Unlike the original UNet 3+, our model used a dice loss, a softmax activation and did not use deep supervision or their “classification-guided module”. At each epoch, data augmentation was introduced to improve the segmentation. Results
All models were separately validated on the same 30 exams. For short-axis classification, the accuracy was 87%, precision was 82%, recall was 95%, and the F1 score was 88%. The bounding box detection model achieved a mean Intersection over Union (IoU) of 0.56. The UNet 3+ performance on individual images (Dice score) and whole stacks (volumes) are shown in Fig. 2. Fig. 2a shows that the difference in volume between the truth and model prediction is around 20 ml with no bias towards over or under-segmentation. Fig. 2b shows that the average endocardium and myocardium Dice scores were 0.89 and 0.76, respectively.

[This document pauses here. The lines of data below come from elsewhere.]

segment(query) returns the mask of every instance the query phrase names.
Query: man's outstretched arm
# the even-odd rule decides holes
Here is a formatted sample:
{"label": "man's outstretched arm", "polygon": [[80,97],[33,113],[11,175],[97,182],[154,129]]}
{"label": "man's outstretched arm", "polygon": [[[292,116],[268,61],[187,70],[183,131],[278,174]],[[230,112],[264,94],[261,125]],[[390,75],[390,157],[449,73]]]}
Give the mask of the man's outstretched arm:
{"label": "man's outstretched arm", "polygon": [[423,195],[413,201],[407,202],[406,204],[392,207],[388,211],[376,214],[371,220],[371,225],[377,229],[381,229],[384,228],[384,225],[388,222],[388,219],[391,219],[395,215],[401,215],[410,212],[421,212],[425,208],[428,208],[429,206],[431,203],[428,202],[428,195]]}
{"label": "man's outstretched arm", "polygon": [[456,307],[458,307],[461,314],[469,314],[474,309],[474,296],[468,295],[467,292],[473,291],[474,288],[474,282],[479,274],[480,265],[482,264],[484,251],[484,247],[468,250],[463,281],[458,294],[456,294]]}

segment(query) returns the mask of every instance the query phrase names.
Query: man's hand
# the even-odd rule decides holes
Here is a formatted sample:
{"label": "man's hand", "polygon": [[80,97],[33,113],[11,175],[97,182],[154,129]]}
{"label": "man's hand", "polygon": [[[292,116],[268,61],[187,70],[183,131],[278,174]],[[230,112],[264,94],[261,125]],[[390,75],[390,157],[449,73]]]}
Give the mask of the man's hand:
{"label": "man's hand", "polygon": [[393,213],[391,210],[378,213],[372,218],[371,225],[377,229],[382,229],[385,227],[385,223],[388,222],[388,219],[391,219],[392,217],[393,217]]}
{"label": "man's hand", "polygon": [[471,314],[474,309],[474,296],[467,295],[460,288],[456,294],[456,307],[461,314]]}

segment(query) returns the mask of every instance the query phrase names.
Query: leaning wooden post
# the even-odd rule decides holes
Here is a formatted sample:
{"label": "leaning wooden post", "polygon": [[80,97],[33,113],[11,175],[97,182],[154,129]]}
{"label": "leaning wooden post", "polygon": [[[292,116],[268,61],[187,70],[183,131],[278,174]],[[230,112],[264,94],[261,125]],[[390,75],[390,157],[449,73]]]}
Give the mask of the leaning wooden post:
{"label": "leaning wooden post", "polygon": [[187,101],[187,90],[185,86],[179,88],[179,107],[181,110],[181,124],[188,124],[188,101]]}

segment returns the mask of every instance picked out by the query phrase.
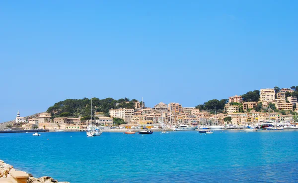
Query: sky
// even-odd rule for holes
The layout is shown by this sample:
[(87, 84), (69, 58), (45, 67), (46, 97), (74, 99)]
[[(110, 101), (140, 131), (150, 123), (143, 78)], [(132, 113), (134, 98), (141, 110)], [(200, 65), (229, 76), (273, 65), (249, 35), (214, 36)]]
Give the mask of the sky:
[(67, 99), (194, 107), (298, 85), (296, 0), (0, 1), (0, 122)]

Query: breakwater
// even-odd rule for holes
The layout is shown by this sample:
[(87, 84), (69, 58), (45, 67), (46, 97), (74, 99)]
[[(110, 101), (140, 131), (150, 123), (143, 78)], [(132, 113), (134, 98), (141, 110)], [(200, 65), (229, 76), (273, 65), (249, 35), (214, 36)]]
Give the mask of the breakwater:
[[(17, 172), (17, 174), (15, 174), (16, 172)], [(33, 177), (31, 174), (15, 170), (12, 166), (5, 163), (3, 161), (0, 160), (0, 183), (14, 183), (15, 182), (14, 180), (15, 180), (14, 175), (19, 174), (19, 175), (20, 174), (24, 177), (27, 177), (27, 183), (70, 183), (68, 182), (58, 182), (58, 181), (48, 176), (36, 178)], [(18, 182), (18, 181), (17, 183)]]
[(26, 132), (46, 132), (49, 131), (48, 129), (28, 129), (28, 130), (2, 130), (0, 131), (0, 133), (26, 133)]

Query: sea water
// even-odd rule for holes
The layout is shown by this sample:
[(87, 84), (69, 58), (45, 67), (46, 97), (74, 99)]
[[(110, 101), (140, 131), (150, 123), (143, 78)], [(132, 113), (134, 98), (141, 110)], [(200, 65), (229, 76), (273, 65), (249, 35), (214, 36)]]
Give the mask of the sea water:
[(0, 159), (71, 183), (298, 181), (298, 131), (0, 134)]

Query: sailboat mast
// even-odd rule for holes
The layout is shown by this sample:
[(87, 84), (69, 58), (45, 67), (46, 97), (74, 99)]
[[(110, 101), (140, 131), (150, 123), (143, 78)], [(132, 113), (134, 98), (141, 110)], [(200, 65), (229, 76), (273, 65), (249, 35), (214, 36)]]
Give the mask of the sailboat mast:
[(92, 124), (92, 97), (91, 97), (91, 124)]

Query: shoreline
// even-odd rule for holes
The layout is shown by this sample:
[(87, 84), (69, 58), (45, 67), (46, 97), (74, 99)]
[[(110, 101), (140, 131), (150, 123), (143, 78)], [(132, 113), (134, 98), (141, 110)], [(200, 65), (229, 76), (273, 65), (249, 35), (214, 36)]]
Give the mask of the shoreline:
[[(27, 183), (70, 183), (69, 182), (59, 182), (48, 176), (43, 176), (39, 178), (34, 178), (32, 174), (25, 172), (20, 171), (14, 169), (13, 166), (5, 163), (4, 161), (0, 159), (0, 183), (15, 183), (15, 173), (21, 174), (27, 178)], [(17, 183), (24, 183), (17, 181)]]

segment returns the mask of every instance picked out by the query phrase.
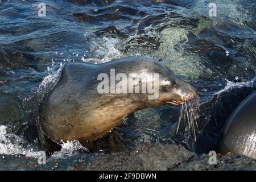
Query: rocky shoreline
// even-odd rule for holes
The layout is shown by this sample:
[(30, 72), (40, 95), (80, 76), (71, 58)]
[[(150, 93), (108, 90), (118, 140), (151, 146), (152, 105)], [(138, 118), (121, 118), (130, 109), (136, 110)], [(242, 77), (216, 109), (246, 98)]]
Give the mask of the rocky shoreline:
[[(0, 155), (0, 170), (256, 170), (256, 160), (243, 155), (200, 156), (176, 144), (144, 143), (130, 152), (84, 154), (67, 159), (48, 159), (46, 165), (22, 155)], [(10, 161), (11, 161), (10, 163)]]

The performance of the whole pipeline was finally evaluated using the data of 100 unseen patients from different hospitals. In 10 patients, the pipeline correctly identified no short-axis stacks. In the remaining 90 patients, the ML classifier correctly identified the short-axis stacks in all patients. In 10 of these patients, the cropping failed, and segmentation was not performed. In the remaining 80 patients, the UNet 3+ performed well, as seen in Fig. 3. The average time to fully process one patient is 45 seconds (including the creation of GIFs for quality assurance).Conclusion
In conclusion, we have created an end-to-end machine learning pipeline that automatically takes CMR scans straight from a registry to extract short-axis cine images, performs cropping and accurately segments the ventricles.
This is a challenging problem due to both the heterogeneity of the data from multiple sites and the highly variable anatomy. Nevertheless, we demonstrated that both the ML classifier and segmentation networks worked very well.
The cropping did have a moderate failure rate and does require some further development. Nevertheless, we have shown that it is possible to create a full data pipeline for the FORCE registry that could provide core lab segmentation without any user input. This means that all the patients in the FORCE registry can be segmented over 2700, with only a small portion (208 patients) needing manual segmentation. The pipeline's robustness means new hospitals' scans can automatically be segmented as new patients are recruited.Acknowledgements
The authors would like to thank Additional Ventures and the FORCE registry for providing the cardiac MRI images for research. TY acknowledges support from the UKRI Centre for Doctoral Training in AI-enabled Healthcare studentship (EP/S021612/1).
References
1. Fontan: Force study Fontan outcomes registry using CMR examinations. https://www.forceregistry.org. (Accessed: November 9, 2022).
2. Ren, S. et al. Faster R-CNN: Towards real-time object detection with region proposal networks. 2017. IEEE Transactions on Pattern Analysis and Machine Intelligence, 39(6), pp. 1137–1149.
3. Huang, H. et al. UNet 3+: A full-scale connected UNet for medical image segmentation, 2020. IEEE International Conference on Acoustics, Speech and Signal Processing (ICASSP).